The Court of Appeals began by reviewing KRS 413.241, enacted in 1988 and commonly referred to as the Dram Shop Act. It noted that in DeStock # 14, Inc. v. Logsdon, 993 S.W.2d 952 (Ky. 1999), the Kentucky Supreme Court concluded that liability may be imposed upon a dram shop despite the statute’s language regarding proximate cause. It noted; “Liability is imposed on the intoxicated tortfeasor for his actions in injuring the plaintiff, while liability is imposed upon the dram shop for the entirely separate and “independently negligent” act of serving alcohol to the intoxicated tortfeasor before the accident.” “Thus, since the actions of the dram shop and the intoxicated tortfeasor are separate, the two “ought [not] to be considered in pari delicto.””

“It is because of these distinctions between the tortfeasor and the dram shop, that apportionment of fault between the injured party, the tortfeasor, and the dram shop is improper.” “The instruction should have required the jury to apportion fault between just Duncan and Jackson. Then, only after the jury found Duncan to have some percentage of fault, should the jury have determined whether the elements under KRS 413.241 were satisfied such that either or both dram shops could be held secondarily liable.” Because it was impossible to determine how the jury would have apportioned fault between Jackson and Duncan the Court of Appeal reversed and remanded the case for a new trial.

Both parties also appealed the award of punitive damages. The Court noted; “Kentucky law is clear that a plaintiff cannot recover punitive damages against a defendant unless that defendant’s conduct was the proximate cause of any injury to the plaintiff.” Since there can be no punitive damages absent proximate cause and since the legislature had removed proximate cause in dram shop liability, there could be no punitive damages awarded as a matter of law.

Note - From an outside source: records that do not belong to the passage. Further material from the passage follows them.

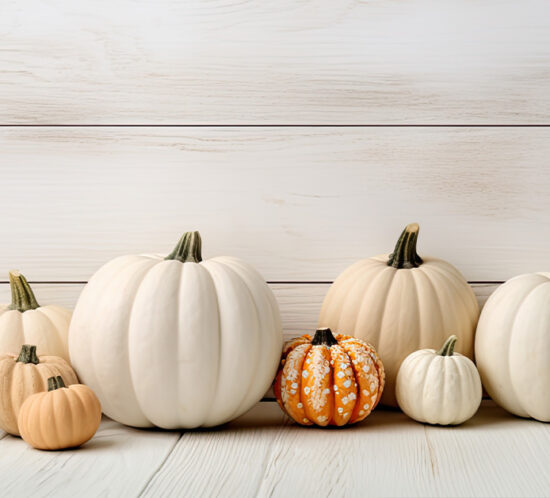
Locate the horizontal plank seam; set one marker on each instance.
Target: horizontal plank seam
(269, 282)
(282, 125)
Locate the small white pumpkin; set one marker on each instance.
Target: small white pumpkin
(176, 342)
(24, 321)
(440, 387)
(513, 343)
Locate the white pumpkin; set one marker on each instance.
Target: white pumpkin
(401, 303)
(176, 342)
(440, 387)
(513, 345)
(24, 321)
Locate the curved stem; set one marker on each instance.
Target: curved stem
(188, 249)
(28, 355)
(55, 383)
(448, 348)
(324, 337)
(404, 255)
(22, 296)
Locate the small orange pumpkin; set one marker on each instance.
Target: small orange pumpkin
(329, 380)
(62, 417)
(23, 375)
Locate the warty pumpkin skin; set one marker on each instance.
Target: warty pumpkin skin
(328, 380)
(401, 303)
(440, 387)
(176, 342)
(24, 375)
(24, 321)
(62, 417)
(513, 345)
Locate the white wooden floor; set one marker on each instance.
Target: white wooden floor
(264, 454)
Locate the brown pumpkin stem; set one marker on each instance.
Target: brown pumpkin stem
(55, 383)
(28, 354)
(22, 296)
(448, 348)
(188, 249)
(404, 255)
(324, 337)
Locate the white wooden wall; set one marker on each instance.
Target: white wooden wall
(297, 135)
(300, 136)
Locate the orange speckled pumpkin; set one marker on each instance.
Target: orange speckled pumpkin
(329, 380)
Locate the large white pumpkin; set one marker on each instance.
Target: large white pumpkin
(513, 346)
(24, 321)
(401, 303)
(176, 342)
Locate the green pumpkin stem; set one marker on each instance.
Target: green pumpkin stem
(448, 348)
(324, 337)
(55, 383)
(404, 255)
(22, 296)
(188, 249)
(28, 355)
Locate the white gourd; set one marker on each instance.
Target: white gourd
(24, 321)
(439, 387)
(401, 303)
(513, 346)
(176, 342)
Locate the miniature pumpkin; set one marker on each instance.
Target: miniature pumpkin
(512, 345)
(24, 321)
(62, 417)
(176, 342)
(401, 303)
(440, 387)
(24, 375)
(329, 379)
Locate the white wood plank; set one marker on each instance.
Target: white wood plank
(420, 61)
(492, 455)
(118, 461)
(228, 461)
(299, 303)
(299, 204)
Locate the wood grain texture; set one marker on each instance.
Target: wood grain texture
(386, 455)
(299, 304)
(298, 204)
(263, 454)
(421, 61)
(118, 461)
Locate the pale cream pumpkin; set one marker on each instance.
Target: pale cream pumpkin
(62, 417)
(24, 321)
(440, 387)
(176, 342)
(24, 375)
(512, 346)
(401, 303)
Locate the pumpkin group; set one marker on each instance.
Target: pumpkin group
(401, 303)
(329, 380)
(440, 387)
(176, 342)
(24, 375)
(62, 417)
(24, 321)
(512, 345)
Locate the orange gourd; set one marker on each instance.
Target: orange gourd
(24, 375)
(62, 417)
(329, 380)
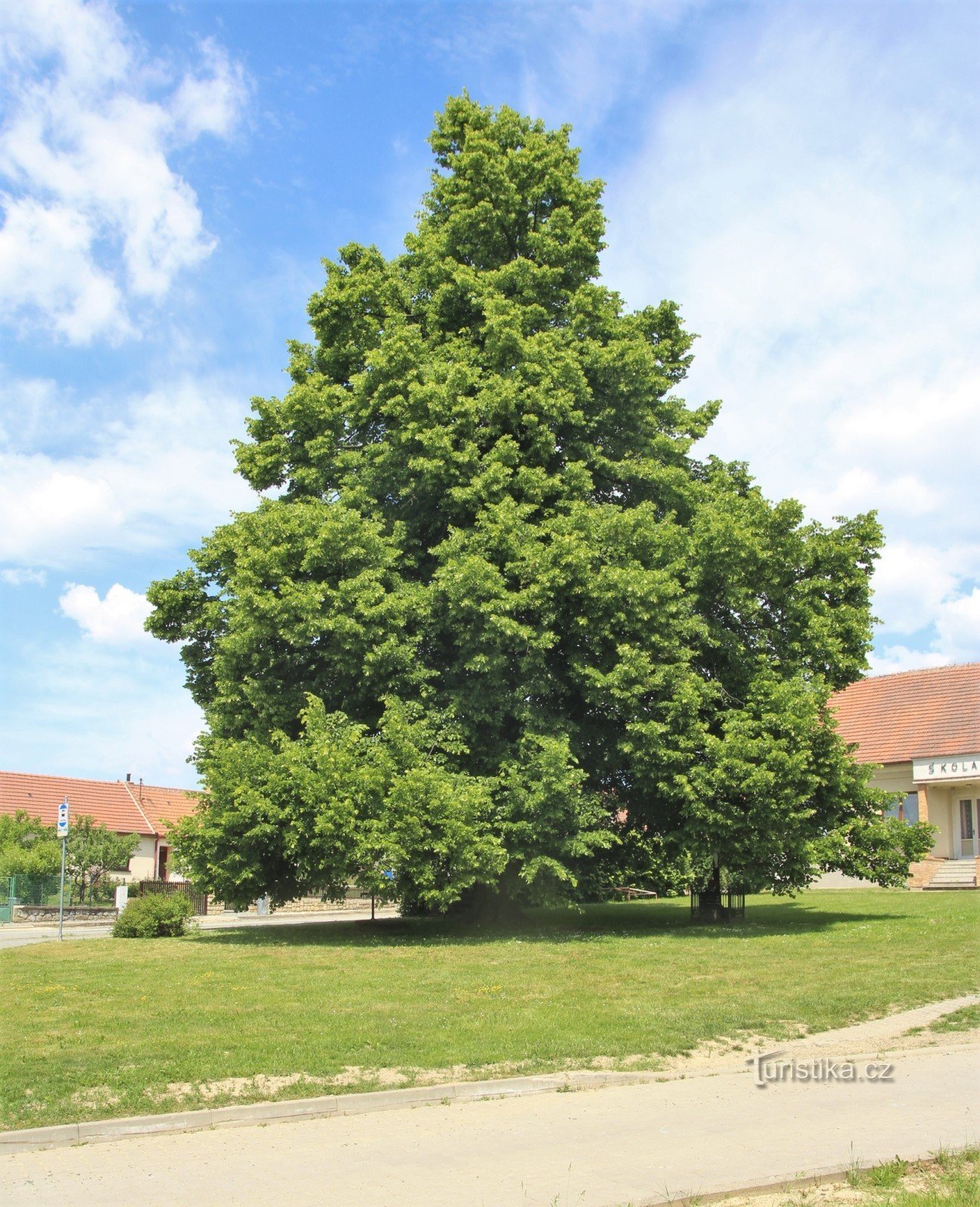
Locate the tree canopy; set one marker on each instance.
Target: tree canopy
(493, 623)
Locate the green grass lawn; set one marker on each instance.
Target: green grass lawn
(100, 1027)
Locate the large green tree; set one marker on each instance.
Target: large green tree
(493, 623)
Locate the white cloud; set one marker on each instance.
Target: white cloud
(809, 196)
(159, 475)
(96, 217)
(959, 627)
(116, 619)
(90, 709)
(901, 658)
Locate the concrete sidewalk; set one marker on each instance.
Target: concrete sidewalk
(624, 1144)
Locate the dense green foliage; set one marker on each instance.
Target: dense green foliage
(93, 851)
(28, 848)
(153, 917)
(495, 622)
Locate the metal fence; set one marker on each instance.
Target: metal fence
(171, 889)
(29, 891)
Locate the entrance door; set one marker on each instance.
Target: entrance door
(967, 831)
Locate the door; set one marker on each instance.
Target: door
(967, 831)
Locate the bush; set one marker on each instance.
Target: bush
(153, 917)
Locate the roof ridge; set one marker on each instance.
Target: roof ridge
(81, 779)
(914, 670)
(139, 806)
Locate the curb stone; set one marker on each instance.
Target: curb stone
(827, 1176)
(100, 1132)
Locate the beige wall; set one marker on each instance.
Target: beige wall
(141, 865)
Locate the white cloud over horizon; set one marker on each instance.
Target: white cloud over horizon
(99, 711)
(94, 215)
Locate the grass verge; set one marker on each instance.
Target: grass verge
(103, 1027)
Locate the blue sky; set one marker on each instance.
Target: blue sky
(802, 178)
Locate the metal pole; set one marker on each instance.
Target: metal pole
(62, 891)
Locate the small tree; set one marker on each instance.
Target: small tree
(93, 851)
(494, 625)
(28, 848)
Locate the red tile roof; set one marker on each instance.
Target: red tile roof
(105, 800)
(895, 718)
(163, 806)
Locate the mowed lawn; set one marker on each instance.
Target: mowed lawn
(96, 1029)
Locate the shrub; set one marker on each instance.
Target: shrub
(153, 917)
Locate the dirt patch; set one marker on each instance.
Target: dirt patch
(718, 1055)
(96, 1098)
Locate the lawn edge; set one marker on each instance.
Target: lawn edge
(373, 1101)
(827, 1175)
(104, 1130)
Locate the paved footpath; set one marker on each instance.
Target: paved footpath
(627, 1144)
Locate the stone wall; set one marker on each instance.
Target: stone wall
(72, 914)
(301, 905)
(921, 874)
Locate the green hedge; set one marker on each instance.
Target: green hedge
(153, 917)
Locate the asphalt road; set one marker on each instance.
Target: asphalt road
(627, 1144)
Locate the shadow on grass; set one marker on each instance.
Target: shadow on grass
(670, 919)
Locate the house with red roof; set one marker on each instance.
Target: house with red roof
(120, 806)
(921, 729)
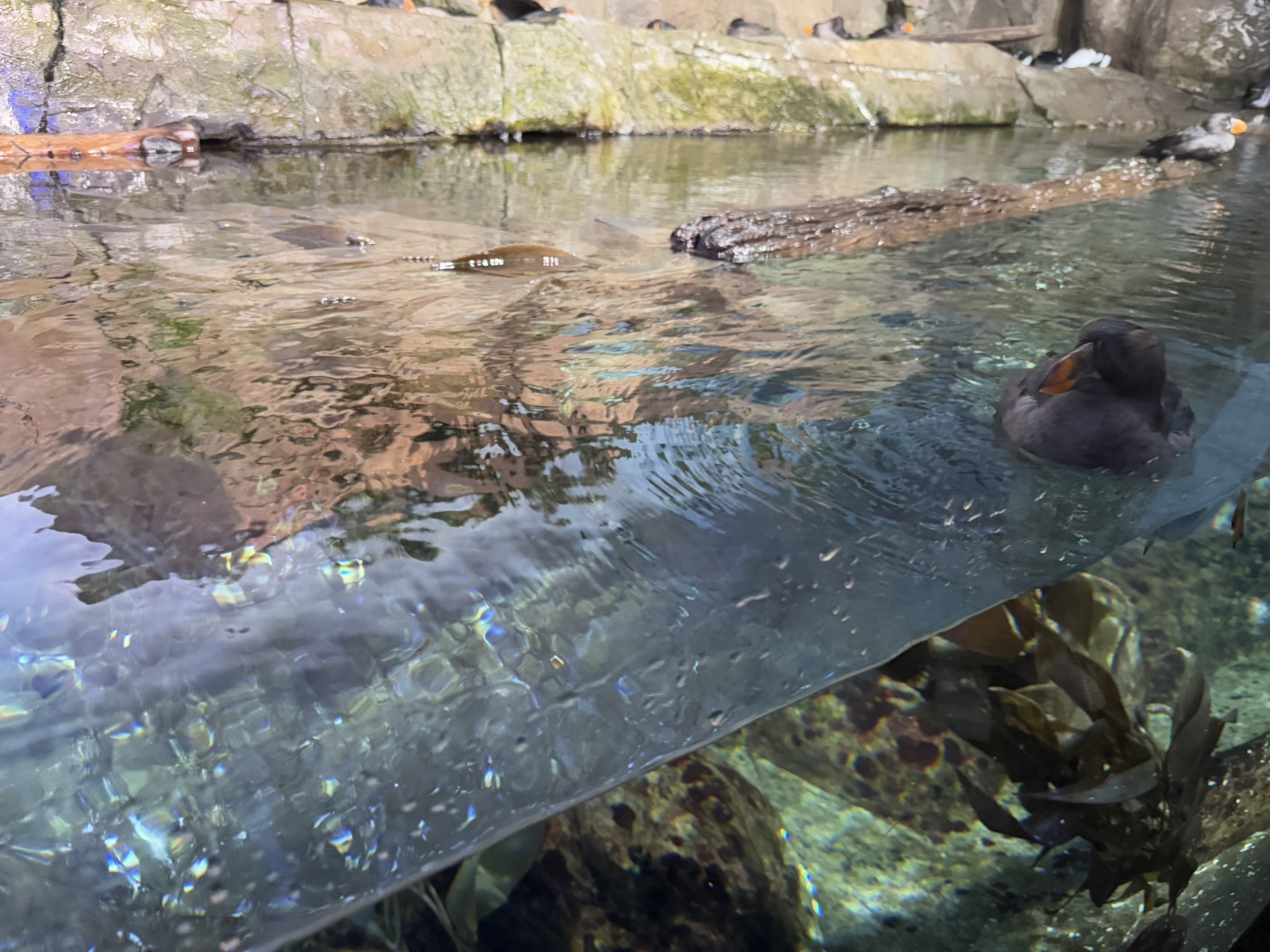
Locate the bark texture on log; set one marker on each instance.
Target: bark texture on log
(890, 216)
(111, 150)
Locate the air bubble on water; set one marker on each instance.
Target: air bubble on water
(342, 842)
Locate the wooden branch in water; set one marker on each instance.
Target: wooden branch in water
(111, 150)
(991, 35)
(890, 216)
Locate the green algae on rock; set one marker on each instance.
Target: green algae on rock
(318, 71)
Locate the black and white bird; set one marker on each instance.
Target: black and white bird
(744, 30)
(828, 30)
(1259, 93)
(1207, 141)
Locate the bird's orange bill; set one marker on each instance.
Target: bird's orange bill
(1068, 371)
(1240, 518)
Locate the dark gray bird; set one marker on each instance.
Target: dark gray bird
(1259, 93)
(1208, 141)
(830, 30)
(1108, 404)
(742, 30)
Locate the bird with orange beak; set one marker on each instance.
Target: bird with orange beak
(830, 30)
(1207, 141)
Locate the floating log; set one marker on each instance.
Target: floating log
(139, 149)
(990, 35)
(890, 216)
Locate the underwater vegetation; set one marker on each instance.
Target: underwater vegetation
(1053, 687)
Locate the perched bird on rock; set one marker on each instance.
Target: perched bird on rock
(1259, 93)
(742, 30)
(830, 30)
(1108, 404)
(893, 31)
(1208, 141)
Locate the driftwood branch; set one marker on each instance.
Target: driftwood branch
(139, 149)
(890, 216)
(991, 35)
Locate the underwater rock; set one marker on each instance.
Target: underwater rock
(878, 744)
(1065, 711)
(687, 857)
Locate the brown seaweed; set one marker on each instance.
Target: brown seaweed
(1065, 714)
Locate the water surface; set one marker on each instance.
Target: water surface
(324, 568)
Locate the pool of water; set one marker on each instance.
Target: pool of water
(324, 568)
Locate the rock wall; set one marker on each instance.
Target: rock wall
(313, 70)
(1209, 47)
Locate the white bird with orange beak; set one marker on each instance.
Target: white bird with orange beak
(1208, 141)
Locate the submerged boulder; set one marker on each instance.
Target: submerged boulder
(690, 856)
(314, 70)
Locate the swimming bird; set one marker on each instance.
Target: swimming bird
(1208, 141)
(742, 30)
(1108, 404)
(830, 30)
(1259, 93)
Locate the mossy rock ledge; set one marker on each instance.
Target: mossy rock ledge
(315, 70)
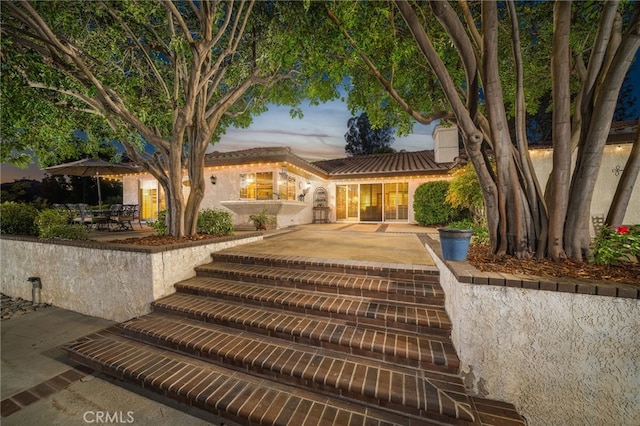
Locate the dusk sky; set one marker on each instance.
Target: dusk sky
(318, 135)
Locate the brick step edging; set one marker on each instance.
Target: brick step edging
(223, 392)
(434, 353)
(331, 283)
(385, 385)
(395, 315)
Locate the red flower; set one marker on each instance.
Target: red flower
(622, 229)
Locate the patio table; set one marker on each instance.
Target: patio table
(101, 219)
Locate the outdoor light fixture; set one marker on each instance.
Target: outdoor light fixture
(617, 170)
(283, 173)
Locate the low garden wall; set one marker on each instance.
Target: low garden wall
(111, 281)
(565, 352)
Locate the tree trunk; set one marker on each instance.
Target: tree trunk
(560, 178)
(198, 182)
(626, 184)
(515, 231)
(601, 107)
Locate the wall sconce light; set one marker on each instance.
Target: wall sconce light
(617, 170)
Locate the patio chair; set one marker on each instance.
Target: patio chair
(121, 216)
(80, 214)
(135, 208)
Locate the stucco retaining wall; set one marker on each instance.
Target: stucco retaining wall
(561, 358)
(115, 282)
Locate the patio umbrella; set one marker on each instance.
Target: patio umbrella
(92, 167)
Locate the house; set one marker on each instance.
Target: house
(371, 188)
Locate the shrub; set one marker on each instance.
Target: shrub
(54, 223)
(262, 219)
(430, 205)
(18, 219)
(465, 192)
(215, 222)
(611, 245)
(160, 225)
(480, 233)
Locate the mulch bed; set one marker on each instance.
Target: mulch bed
(155, 240)
(625, 272)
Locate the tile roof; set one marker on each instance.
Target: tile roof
(261, 155)
(380, 165)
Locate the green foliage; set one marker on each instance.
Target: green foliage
(465, 192)
(262, 219)
(363, 139)
(430, 205)
(611, 246)
(54, 223)
(480, 233)
(215, 222)
(160, 225)
(18, 219)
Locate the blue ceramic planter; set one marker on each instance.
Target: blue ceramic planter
(455, 243)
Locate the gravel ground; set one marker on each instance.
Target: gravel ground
(15, 306)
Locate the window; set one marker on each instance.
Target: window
(256, 186)
(287, 188)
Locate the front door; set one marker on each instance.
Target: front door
(347, 202)
(371, 202)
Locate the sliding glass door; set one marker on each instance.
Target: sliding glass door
(396, 201)
(347, 202)
(373, 202)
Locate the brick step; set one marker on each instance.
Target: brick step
(384, 288)
(231, 394)
(360, 310)
(377, 383)
(421, 273)
(433, 353)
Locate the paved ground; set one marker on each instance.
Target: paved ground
(37, 376)
(372, 243)
(40, 386)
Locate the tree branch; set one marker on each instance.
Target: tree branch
(377, 74)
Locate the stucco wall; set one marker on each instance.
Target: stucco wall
(613, 161)
(561, 358)
(115, 284)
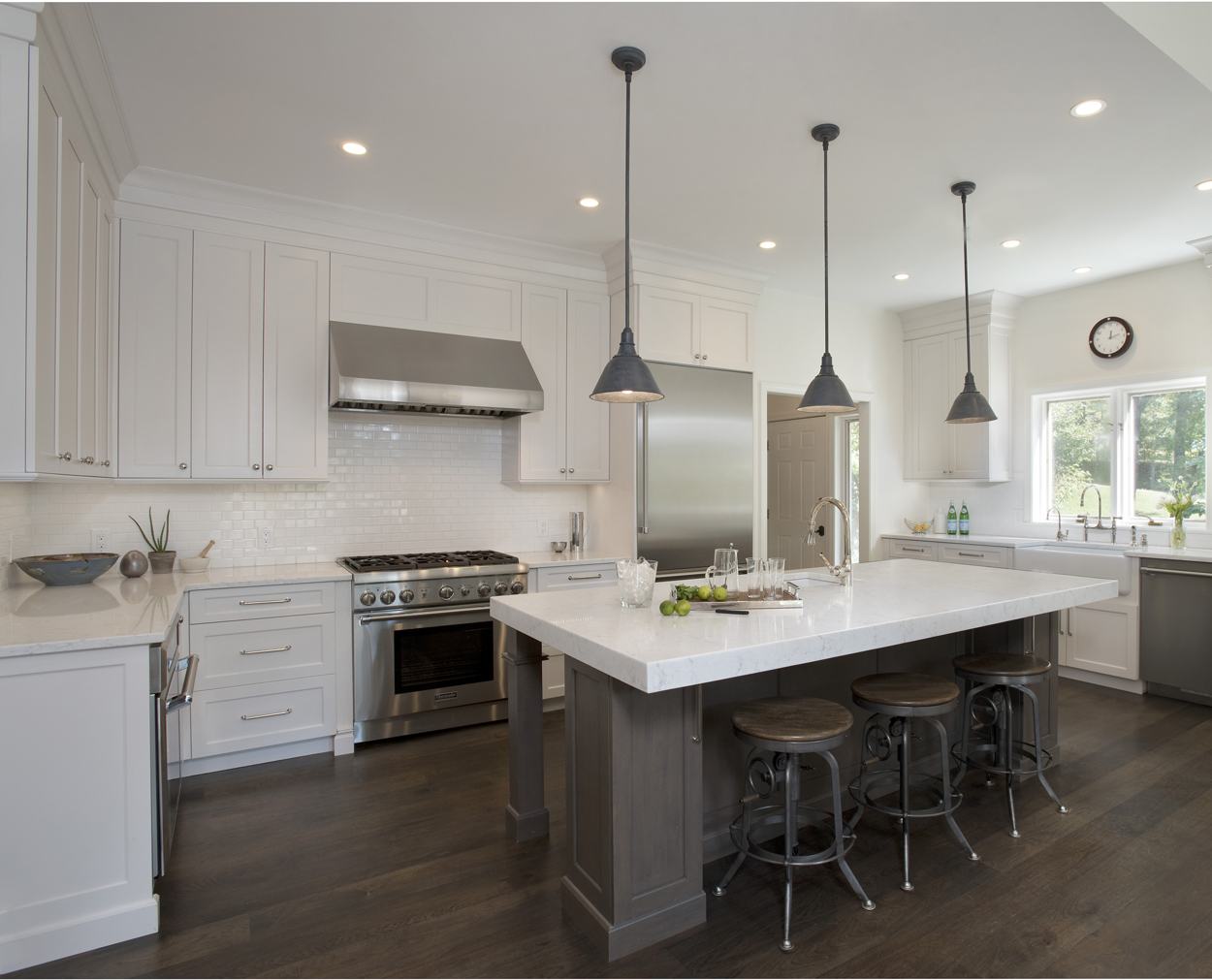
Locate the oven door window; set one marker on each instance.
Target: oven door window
(440, 656)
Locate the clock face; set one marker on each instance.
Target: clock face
(1110, 337)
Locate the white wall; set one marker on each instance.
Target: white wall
(397, 484)
(1169, 310)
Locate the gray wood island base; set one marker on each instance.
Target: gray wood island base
(654, 771)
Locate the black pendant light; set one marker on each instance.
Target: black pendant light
(827, 393)
(625, 378)
(970, 405)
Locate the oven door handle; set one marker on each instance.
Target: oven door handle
(418, 613)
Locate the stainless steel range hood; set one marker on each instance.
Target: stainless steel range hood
(389, 369)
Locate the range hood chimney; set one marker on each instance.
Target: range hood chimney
(389, 369)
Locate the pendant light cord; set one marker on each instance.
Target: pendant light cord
(968, 320)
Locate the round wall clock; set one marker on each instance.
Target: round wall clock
(1110, 337)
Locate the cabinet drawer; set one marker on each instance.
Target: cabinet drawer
(921, 550)
(262, 601)
(973, 553)
(270, 649)
(577, 577)
(255, 716)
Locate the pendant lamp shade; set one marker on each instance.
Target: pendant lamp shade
(827, 393)
(970, 406)
(625, 378)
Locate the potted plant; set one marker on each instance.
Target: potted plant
(159, 554)
(1181, 504)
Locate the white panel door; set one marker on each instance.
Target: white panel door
(798, 475)
(726, 334)
(544, 338)
(588, 436)
(296, 369)
(667, 325)
(229, 276)
(154, 350)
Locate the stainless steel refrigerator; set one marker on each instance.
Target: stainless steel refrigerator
(694, 468)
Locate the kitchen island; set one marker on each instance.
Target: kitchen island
(653, 768)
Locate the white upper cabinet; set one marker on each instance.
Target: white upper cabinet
(565, 334)
(154, 315)
(296, 394)
(688, 329)
(73, 391)
(228, 337)
(935, 364)
(394, 295)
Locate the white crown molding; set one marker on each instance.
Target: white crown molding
(203, 197)
(69, 33)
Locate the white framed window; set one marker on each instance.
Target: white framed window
(1131, 445)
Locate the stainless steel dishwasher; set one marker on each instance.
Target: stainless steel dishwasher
(1176, 629)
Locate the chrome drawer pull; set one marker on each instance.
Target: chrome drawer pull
(267, 714)
(268, 649)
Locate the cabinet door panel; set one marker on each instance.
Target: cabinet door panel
(667, 325)
(227, 357)
(726, 334)
(154, 350)
(296, 369)
(588, 437)
(544, 338)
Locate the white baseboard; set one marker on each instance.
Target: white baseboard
(1103, 680)
(79, 935)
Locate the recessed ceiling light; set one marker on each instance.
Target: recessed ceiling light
(1090, 107)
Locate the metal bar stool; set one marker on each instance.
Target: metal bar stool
(895, 700)
(780, 732)
(994, 680)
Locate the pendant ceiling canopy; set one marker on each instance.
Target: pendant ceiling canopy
(625, 377)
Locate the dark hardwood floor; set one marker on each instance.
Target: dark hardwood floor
(394, 863)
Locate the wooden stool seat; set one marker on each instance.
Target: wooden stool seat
(1002, 664)
(793, 719)
(905, 690)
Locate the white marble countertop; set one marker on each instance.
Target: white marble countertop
(116, 612)
(546, 558)
(888, 602)
(989, 539)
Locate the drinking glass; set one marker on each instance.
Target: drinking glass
(635, 583)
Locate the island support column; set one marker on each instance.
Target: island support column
(634, 872)
(526, 814)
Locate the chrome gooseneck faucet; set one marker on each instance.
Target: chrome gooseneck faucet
(844, 569)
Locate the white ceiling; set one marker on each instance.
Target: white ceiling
(499, 116)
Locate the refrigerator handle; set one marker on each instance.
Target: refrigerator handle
(643, 484)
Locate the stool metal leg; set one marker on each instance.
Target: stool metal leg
(907, 884)
(1038, 751)
(946, 791)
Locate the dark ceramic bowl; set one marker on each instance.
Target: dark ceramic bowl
(67, 569)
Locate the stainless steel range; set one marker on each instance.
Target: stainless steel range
(426, 654)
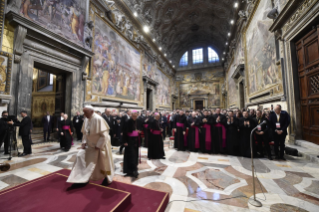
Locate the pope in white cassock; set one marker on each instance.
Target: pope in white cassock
(94, 161)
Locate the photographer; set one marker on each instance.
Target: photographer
(24, 132)
(4, 134)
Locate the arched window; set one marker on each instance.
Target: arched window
(212, 56)
(198, 56)
(184, 60)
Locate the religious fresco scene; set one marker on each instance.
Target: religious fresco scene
(149, 67)
(200, 88)
(115, 65)
(63, 17)
(261, 52)
(164, 90)
(159, 106)
(4, 61)
(239, 58)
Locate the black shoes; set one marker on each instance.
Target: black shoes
(134, 174)
(280, 158)
(105, 182)
(78, 185)
(23, 154)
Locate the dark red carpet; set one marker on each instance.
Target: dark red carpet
(52, 193)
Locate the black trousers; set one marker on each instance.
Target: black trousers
(26, 144)
(6, 141)
(44, 134)
(130, 161)
(260, 140)
(279, 143)
(79, 134)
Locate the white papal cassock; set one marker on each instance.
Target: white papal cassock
(91, 163)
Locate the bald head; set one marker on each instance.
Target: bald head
(278, 109)
(88, 112)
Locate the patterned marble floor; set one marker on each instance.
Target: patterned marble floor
(291, 185)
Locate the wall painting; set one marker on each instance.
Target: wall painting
(260, 52)
(63, 17)
(116, 65)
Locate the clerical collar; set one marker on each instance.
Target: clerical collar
(92, 116)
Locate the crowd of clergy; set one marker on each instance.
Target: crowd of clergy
(207, 131)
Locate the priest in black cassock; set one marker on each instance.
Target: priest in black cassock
(246, 125)
(146, 129)
(156, 145)
(232, 140)
(207, 123)
(66, 132)
(180, 124)
(262, 134)
(77, 123)
(131, 139)
(219, 133)
(193, 137)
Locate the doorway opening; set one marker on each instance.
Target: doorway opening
(149, 99)
(199, 105)
(307, 53)
(241, 95)
(48, 94)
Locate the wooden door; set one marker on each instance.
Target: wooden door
(308, 70)
(199, 105)
(60, 95)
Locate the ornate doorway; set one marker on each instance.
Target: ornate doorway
(199, 105)
(308, 71)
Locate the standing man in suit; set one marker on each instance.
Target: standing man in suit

The Court found this holding to be consistent with the dram shop statute, which allowed recovery only for “injuries suffered” and not simply damages, which might encompass punitives. It also noted that the punitive damages statute and the dram shop act were adopted during the same legislative session, and it was reasonable to assume the legislature was aware of the punitive damages scheme when it adopted KRS 413.241.

A very well written and well grounded opinion, using existing case law to reach the correct result. It should be noted that the jury returned a verdict for punitives of $500,000.00 against Sweet and Sassy and Tullar only. Duncan was not included, despite his obvious intoxication. It also raises the question; Where does Jackson’s gross negligence, if any, play in an instruction and award of punitive damages?